Et on termine avec Hawkman par Kyle Baker. Cet auteur complet est loué pour sa capacité à changer de style et il opte ici pour un mélange assez curieux mais hélas ! pas très heureux entre illustrations numérique et traditionnelle. On se demande ce qui a motivé ce choix en dehors du plaisir d'expérimenter.

C'est d'autant plus regrettable que l'histoire, sans être brillante, a du punch et tire profit au maximum de son chapitrage (puisque la publication se limitait à une page par numéro sur les quinze que comptait la collection au total). Dommage.

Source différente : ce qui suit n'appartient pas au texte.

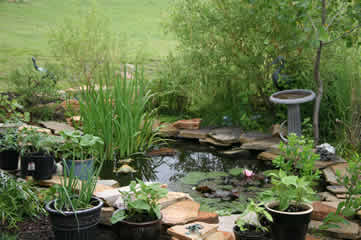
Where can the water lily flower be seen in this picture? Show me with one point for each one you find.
(248, 173)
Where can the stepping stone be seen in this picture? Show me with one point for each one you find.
(190, 124)
(56, 127)
(326, 196)
(172, 198)
(321, 210)
(271, 145)
(180, 232)
(162, 152)
(341, 168)
(226, 223)
(236, 152)
(207, 217)
(337, 189)
(330, 176)
(167, 130)
(219, 235)
(214, 142)
(109, 182)
(267, 156)
(180, 212)
(346, 231)
(194, 134)
(106, 214)
(253, 136)
(225, 135)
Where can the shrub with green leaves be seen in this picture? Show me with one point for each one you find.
(352, 204)
(289, 190)
(18, 200)
(297, 157)
(141, 202)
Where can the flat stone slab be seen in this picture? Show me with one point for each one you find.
(346, 231)
(182, 233)
(226, 135)
(180, 212)
(270, 145)
(56, 127)
(267, 156)
(214, 142)
(226, 223)
(336, 189)
(330, 176)
(194, 134)
(253, 136)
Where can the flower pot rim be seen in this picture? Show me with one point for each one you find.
(275, 203)
(139, 223)
(49, 208)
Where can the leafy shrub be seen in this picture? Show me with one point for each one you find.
(18, 200)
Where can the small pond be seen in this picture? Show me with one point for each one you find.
(202, 171)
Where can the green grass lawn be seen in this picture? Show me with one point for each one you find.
(24, 28)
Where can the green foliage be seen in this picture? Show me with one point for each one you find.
(32, 141)
(141, 200)
(74, 194)
(259, 210)
(115, 111)
(78, 146)
(8, 140)
(84, 44)
(194, 178)
(35, 87)
(298, 156)
(18, 200)
(352, 204)
(10, 110)
(289, 190)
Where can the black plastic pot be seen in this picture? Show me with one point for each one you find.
(78, 225)
(249, 235)
(9, 160)
(289, 225)
(38, 165)
(138, 231)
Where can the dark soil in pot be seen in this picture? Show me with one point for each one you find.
(9, 160)
(38, 165)
(290, 225)
(147, 230)
(250, 234)
(78, 225)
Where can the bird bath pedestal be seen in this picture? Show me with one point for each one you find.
(293, 99)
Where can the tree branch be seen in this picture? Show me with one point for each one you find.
(343, 35)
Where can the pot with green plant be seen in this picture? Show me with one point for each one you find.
(253, 223)
(75, 213)
(9, 150)
(79, 149)
(290, 209)
(140, 219)
(37, 158)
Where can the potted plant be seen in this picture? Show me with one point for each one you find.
(36, 157)
(290, 209)
(140, 218)
(253, 223)
(75, 212)
(9, 150)
(79, 149)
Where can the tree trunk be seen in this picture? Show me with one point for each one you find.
(319, 82)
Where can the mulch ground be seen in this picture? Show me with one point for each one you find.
(40, 229)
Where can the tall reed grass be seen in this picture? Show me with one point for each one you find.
(113, 107)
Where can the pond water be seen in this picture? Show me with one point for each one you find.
(190, 157)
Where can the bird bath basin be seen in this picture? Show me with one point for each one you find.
(293, 99)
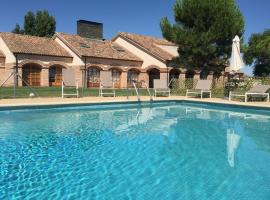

Vous l'aurez compris : c'est inégal et radical. Quand c'est raté, ça l'est totalement, et quand c'est réussi, c'est imparable. Avec une mention pour les héros les moins côtés. Une question demeure : pourquoi DC n'a pas retenté le coup depuis 2009 ? Certes Mark Chiarello n'est plus editor, mais les talents ne manquent pas et le format spectaculaire du livre est un terrain de jeu inouï (et l'album regorge de superbes bonus sur la fabrication des histoires).

1 commentaire:

Fifi a dit…

Je possède la VF paru chez Panini Comics il y a quelques années . Un très grand format (45x29) absolument magnifique. Je te rejoins sur le fait que c'est un ouvrage vraiment atypique. personnellement j'aime beaucoup.